This has become my favourite all time read, given the space of time it covers from 1922 up to the 1950’s. It’s so well written. The Count (who just wraps you round his finger) is just the supreme gentleman, and the picture in the back of the book just puts me in the mind of how he should be. He was a thoughtful, caring person who was denied his freedom and kept under house arrest in a hotel for over 30 years. Even under these circumstances, he stretched his thoughts to do what he could to help others. The final chapters left me reeling – it was so practical that he and Sophia came to the happy conclusion they deserved.
The book group recently read a classic children’s book of their own choice …The title draws you in. This takes you to places not dreamed of, with Elves,Tree Creatures who only appear at night, and Svarts with eyes that cannot bear light. The adventures that engulf Colin and Susan take them beyond mortal earth into the dark underworld, not knowing which path to take and how to escape the pitfalls around each corner. Cadollin, the wizard they met up with, warned them of the dangers ahead, but can his help bring them safely back to their Aunt and Uncle’s home?
This is the first in a quartet featuring D I Jimmy Perez. He’s rather a reluctant investigator, unearthing information that locals would prefer to remain hidden.
It’s set in the Shetlands and gives some familiar glimpses of life in a small Island community. There’s a kind of hierarchy depending on how long you’ve lived there, and open secrets that are never discussed.

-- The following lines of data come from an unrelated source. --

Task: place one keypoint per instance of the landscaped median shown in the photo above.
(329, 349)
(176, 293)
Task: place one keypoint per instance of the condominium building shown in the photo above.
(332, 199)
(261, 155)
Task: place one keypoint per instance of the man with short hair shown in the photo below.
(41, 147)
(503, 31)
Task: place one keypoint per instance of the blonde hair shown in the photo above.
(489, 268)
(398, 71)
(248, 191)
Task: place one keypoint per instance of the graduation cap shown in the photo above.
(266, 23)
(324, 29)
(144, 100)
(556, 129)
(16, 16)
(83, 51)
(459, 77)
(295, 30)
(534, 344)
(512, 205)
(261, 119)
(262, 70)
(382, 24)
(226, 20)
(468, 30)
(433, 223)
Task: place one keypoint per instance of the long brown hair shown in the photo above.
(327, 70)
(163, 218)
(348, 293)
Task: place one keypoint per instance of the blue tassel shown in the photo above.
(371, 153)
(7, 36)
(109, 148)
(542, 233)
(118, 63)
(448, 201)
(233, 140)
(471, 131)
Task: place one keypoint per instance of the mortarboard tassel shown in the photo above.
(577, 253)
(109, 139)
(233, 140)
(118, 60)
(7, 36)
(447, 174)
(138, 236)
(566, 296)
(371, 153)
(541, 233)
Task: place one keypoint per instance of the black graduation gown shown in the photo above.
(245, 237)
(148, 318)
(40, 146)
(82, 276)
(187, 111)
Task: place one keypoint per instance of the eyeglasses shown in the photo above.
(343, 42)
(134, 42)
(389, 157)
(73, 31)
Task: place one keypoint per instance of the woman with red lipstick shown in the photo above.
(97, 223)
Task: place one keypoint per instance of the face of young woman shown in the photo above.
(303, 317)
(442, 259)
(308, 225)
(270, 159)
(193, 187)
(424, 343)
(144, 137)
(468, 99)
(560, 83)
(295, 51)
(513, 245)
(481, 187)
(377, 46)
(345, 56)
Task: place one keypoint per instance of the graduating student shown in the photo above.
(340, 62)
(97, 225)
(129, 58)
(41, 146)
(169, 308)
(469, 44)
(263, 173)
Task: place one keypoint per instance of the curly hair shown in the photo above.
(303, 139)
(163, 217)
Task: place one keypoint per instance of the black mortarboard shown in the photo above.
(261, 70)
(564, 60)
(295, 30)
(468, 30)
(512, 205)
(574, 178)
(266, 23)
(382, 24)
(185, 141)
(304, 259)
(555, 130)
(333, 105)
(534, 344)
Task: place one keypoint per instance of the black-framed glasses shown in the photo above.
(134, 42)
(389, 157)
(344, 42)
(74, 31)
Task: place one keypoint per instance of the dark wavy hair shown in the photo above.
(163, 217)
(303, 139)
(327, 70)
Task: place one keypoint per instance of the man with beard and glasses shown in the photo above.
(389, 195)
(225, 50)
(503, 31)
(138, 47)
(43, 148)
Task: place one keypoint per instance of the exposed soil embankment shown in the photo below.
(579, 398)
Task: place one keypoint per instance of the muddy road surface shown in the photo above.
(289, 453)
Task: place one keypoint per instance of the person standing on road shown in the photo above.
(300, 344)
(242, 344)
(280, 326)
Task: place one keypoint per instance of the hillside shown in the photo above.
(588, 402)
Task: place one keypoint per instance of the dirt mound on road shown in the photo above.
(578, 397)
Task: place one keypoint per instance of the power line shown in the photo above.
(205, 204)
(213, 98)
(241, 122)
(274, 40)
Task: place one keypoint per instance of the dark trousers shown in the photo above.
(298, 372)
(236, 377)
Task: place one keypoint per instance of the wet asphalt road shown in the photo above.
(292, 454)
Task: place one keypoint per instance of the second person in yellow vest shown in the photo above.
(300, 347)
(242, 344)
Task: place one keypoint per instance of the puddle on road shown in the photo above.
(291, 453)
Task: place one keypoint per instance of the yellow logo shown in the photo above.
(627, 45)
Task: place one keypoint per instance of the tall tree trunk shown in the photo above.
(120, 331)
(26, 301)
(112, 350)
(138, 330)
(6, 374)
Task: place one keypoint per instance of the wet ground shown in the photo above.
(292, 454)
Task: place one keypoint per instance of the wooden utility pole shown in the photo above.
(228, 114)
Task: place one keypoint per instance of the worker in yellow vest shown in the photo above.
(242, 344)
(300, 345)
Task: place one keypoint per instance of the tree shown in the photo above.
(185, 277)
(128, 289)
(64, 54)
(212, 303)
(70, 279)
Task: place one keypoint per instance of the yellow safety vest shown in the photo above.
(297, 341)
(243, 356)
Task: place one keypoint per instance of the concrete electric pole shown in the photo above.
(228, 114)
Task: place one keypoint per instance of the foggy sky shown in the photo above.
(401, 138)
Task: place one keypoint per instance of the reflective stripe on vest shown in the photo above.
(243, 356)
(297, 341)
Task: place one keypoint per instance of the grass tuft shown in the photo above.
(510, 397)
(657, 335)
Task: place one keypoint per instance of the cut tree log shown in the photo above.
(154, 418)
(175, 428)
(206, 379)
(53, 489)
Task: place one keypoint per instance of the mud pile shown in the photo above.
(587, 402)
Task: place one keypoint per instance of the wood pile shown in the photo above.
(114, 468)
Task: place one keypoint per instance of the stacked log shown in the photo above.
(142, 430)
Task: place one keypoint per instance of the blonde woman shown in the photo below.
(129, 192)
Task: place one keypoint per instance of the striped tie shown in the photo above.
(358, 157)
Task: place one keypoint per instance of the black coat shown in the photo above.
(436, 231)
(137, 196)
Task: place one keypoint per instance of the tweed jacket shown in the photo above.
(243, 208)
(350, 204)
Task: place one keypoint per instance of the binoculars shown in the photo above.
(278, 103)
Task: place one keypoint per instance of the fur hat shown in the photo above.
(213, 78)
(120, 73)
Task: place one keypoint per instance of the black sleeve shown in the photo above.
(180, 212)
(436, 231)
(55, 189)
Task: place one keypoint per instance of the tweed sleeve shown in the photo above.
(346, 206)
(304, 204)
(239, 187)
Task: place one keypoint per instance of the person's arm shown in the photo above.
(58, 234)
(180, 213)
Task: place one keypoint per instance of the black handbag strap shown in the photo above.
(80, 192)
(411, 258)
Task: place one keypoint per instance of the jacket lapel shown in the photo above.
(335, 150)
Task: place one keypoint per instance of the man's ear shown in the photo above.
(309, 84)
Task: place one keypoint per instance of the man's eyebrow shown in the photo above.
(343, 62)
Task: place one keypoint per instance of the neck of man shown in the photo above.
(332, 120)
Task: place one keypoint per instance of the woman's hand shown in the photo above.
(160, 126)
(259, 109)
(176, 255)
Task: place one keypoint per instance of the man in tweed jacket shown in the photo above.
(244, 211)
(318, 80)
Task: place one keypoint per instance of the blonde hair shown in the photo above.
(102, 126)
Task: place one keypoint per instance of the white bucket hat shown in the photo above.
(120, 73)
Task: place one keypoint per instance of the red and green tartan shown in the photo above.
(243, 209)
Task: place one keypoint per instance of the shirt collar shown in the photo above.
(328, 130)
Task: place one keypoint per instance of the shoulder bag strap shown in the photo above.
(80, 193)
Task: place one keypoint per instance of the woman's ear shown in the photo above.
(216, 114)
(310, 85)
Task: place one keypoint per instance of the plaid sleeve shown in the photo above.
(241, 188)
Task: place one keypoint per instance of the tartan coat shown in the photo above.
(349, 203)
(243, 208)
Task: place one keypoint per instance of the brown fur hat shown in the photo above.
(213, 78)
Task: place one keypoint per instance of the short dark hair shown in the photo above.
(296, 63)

There’s an interesting insight into life in a bird observatory on the Island, and Ann Cleeves captures the sometimes claustrophobic and isolating nature of an enclosed community.
The icy cold of New Year’s Eve adds to the atmosphere when a young girl is found strangled. The reclusive Magnus Tait is the local scapegoat, but D I Perez is not so sure…
Eleanor Oliphant is Completely Fine is a debut novel by Gail Honeyman that went on to win a Costa award and has just been crowned Book of the Year at the British Book Awards.
Eleanor is an outsider who relies upon ritual to get her through. She wears the same clothes to work every day, eats the same meals… and buys two bottles of vodka to stave off the loneliness of the weekends.
One small act of kindness shatters her routines, and gives her the courage to face the darkness of her past. But this is far from being a dark read. It’s laugh out loud funny in places, touching and has a real feel good factor. Highly recommended!